280円という安さにも関わらず、味やボリュームにこだわった焼き鳥などのメニューを提供し、コスパ(コストパフォーマンス)の高さで顧客の支持を得ています。

分析のポイント

「コストパフォーマンスの追及」

鳥貴族は30年もの間、鳥貴族の店舗ブランド一つで均一価格で勝負して、現在は東証一部上場企業となっています。長年の経験の蓄積で、均一価格でもしっかり儲けを出すことができるノウハウを持っているということです。

一方で大手居酒屋チェーンも低価格の均一店舗を出店したもののうまくいかない店舗が多かったようです。低価格均一という強みを短期的には真似ができても、長期的に真似をすることは難しいということです。

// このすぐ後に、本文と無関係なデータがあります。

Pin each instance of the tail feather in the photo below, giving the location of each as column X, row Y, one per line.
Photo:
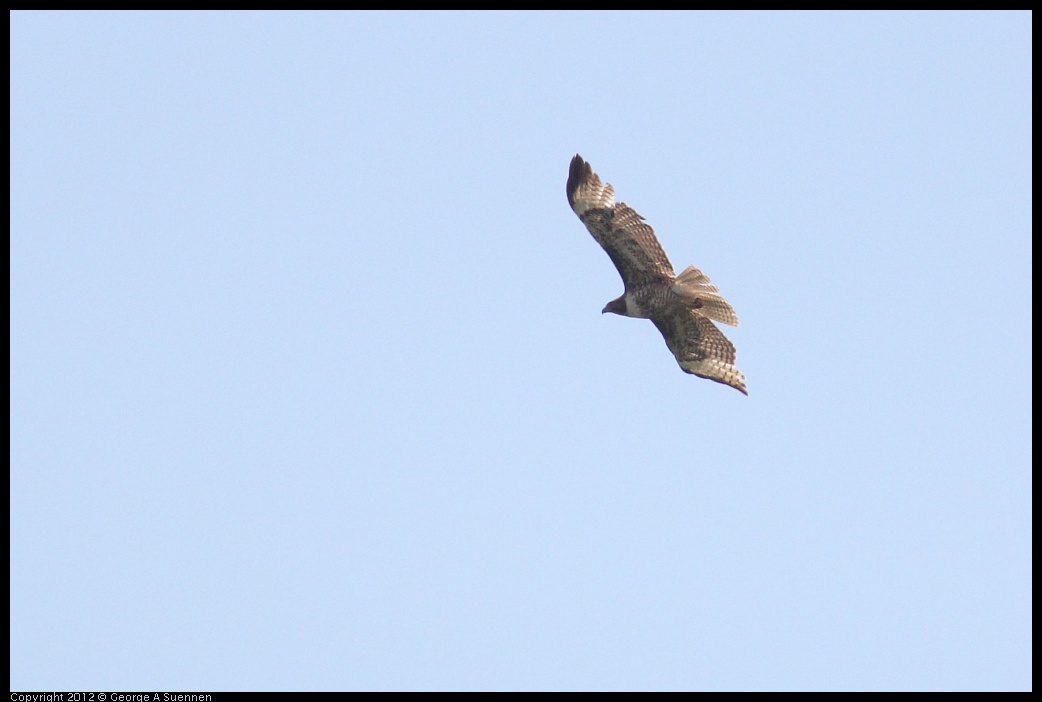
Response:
column 705, row 297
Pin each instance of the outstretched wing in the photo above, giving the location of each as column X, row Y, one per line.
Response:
column 629, row 242
column 699, row 347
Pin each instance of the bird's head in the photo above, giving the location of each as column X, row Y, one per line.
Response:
column 616, row 306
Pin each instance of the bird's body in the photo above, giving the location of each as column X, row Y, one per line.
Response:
column 681, row 306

なぜ長期的に真似をすることが難しいかというとコア・コンピタンスに差があるためです。

30年間、同じブランドで均一価格のお店を運営している鳥貴族は出店場所の選定やメニューの絞り込み、スタッフの手間の削減など、低価格でも儲けを出すためのノウハウコア・コンピタンスの蓄積があります。

しかし、低価格の均一店舗を出店したチェーン店には、鳥貴族のようなノウハウが蓄積されていないわけですから、儲けを出すことが難しく店舗を継続することも困難になったということでしょう。

そして、鳥貴族の強みは「安さ」だけではありません。鳥貴族のコンセプトは「280円均一の感動」であり、「安さ」に加えて、おいしさやボリュームなども強みになっています。つまり、安くすれば継続的に売れるというわけでないということです。

280円という価格で、この味(美味しさ)、このボリュームなど顧客が支払う金額よりも価値が高いと感じなければ、顧客は喜んでお金を支払うことはないでしょう。

安さと味を両立させ顧客を感動させる努力、要するにコストパフォーマンスを高めることを追及してきたからこそ業界全体として厳しい状況の中、右肩上がりの成長を続けることができているのです。

今後、どこまで鳥貴族の快進撃が続くのか楽しみですね。